Much of Losh’s work is focused on the genetic underpinnings of autism, and while she hopes a genetic test for autism will one day be a reality, she says early and sustained intervention is currently the best tool we have. Clinicians today can reliably diagnose autism by age 2, but identifying the condition earlier would facilitate better outcomes.
“When I got into autism research in the late 1990s, the portion of kids with autism who were non-verbal was just over half,” Losh says. “Now, it’s about one-quarter, and that’s in large part due to early intervention.”

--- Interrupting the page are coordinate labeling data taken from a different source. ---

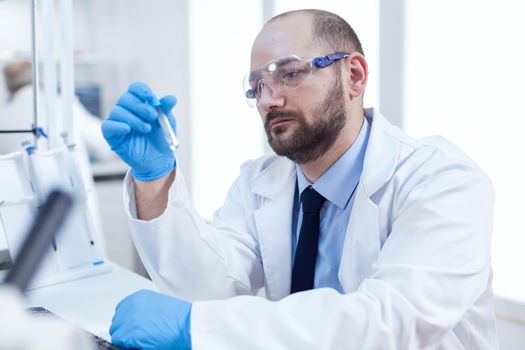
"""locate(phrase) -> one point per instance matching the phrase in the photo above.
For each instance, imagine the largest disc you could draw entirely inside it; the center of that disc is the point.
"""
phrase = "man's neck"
(315, 169)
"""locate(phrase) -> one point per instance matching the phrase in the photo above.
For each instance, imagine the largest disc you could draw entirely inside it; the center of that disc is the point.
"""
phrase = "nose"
(270, 98)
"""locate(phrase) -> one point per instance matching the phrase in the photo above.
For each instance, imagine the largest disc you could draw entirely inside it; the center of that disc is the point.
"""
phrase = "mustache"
(272, 115)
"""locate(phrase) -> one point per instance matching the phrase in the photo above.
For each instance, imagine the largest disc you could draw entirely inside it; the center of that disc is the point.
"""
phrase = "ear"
(358, 74)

In her lab, Meg Roberts sees the life-altering impact of autism intervention every week. And now, she’s working with Losh to understand how parents’ own traits may influence their ability to help their children with autism, and how interventions can be tailored within families to maximize benefit.
“This is not about blaming parents,” Roberts says. “Every parent comes with amazing strengths. This is about how we as interventionists can modify our approach so that we can better support parents.”
Roberts has also partnered with psychology professor Sandra Waxman to develop identification and intervention tools simultaneously.
Tracking eyes in infancy
Siblings of children with autism, like their parents, are a powerful tool for research.
In prior work, Waxman used innovative eye-tracking software to find out what babies are drawn to. Now, Waxman and Roberts want to know if children with autism, and their siblings, lack that ability, in order to better understand autism and tailor interventions more precisely.
In Waxman’s experiments with typically developing children, she discovered that even three-month-old babies listening to human speech can form categories of objects. But, interestingly, when the human speech is replaced by a series of beeps, the babies do not form a category.
“This work shows the link between language and cognition, which is unique to humans, is available far before infants begin to speak.” Waxman says. “In children with autism, that language-cognition link is disrupted, and the ability to learn about and from others may be disrupted as well.”
Waxman and Roberts are using the same test in the younger siblings of children diagnosed with autism. After a couple of years, Waxman and Roberts will look for trends in the test data, comparing those who were eventually diagnosed with autism with those who were not. It’s possible that the eye-tracking test could be used as an earlier marker for ASD.
“Language, in typically developing children, provides a cognitive boost that beeps and tones don’t offer,” Waxman says. “We hypothesize that in children with autism, language won’t provide this boost, and it might even be that beeps and tones are preferred.”
If Waxman’s hypothesis is confirmed, and an aversion to speech is identified in children with autism — if they prefer the beeps — the researchers could try to make speech more acceptable to these children.
“We could get creative with sound engineers,” Waxman says. “We might be able to use Siri or other synthetic speech tools to make language more palatable and help mend the language-cognition link.”
This combination of basic science and on-the-ground intervention blends Roberts’ and Waxman’s complementary interests and abilities.
“I want to know what works and for whom it works,” Roberts says. “Sandy wants to know why things happen. And if she can figure that out, then I can design the interventions to make it work for families.”
Research that reinforces
Losh, Roberts, and Waxman all believe that the various research approaches underway at Northwestern complement and inform each other, and even more importantly, will offer help to many families affected by autism.
“By examining clinical and behavioral features of autism, we can better understand underlying causes — both genetic and environmental,” Losh says. “And the more we know about the precise causes of autism, the more effective and targeted our interventions can be.”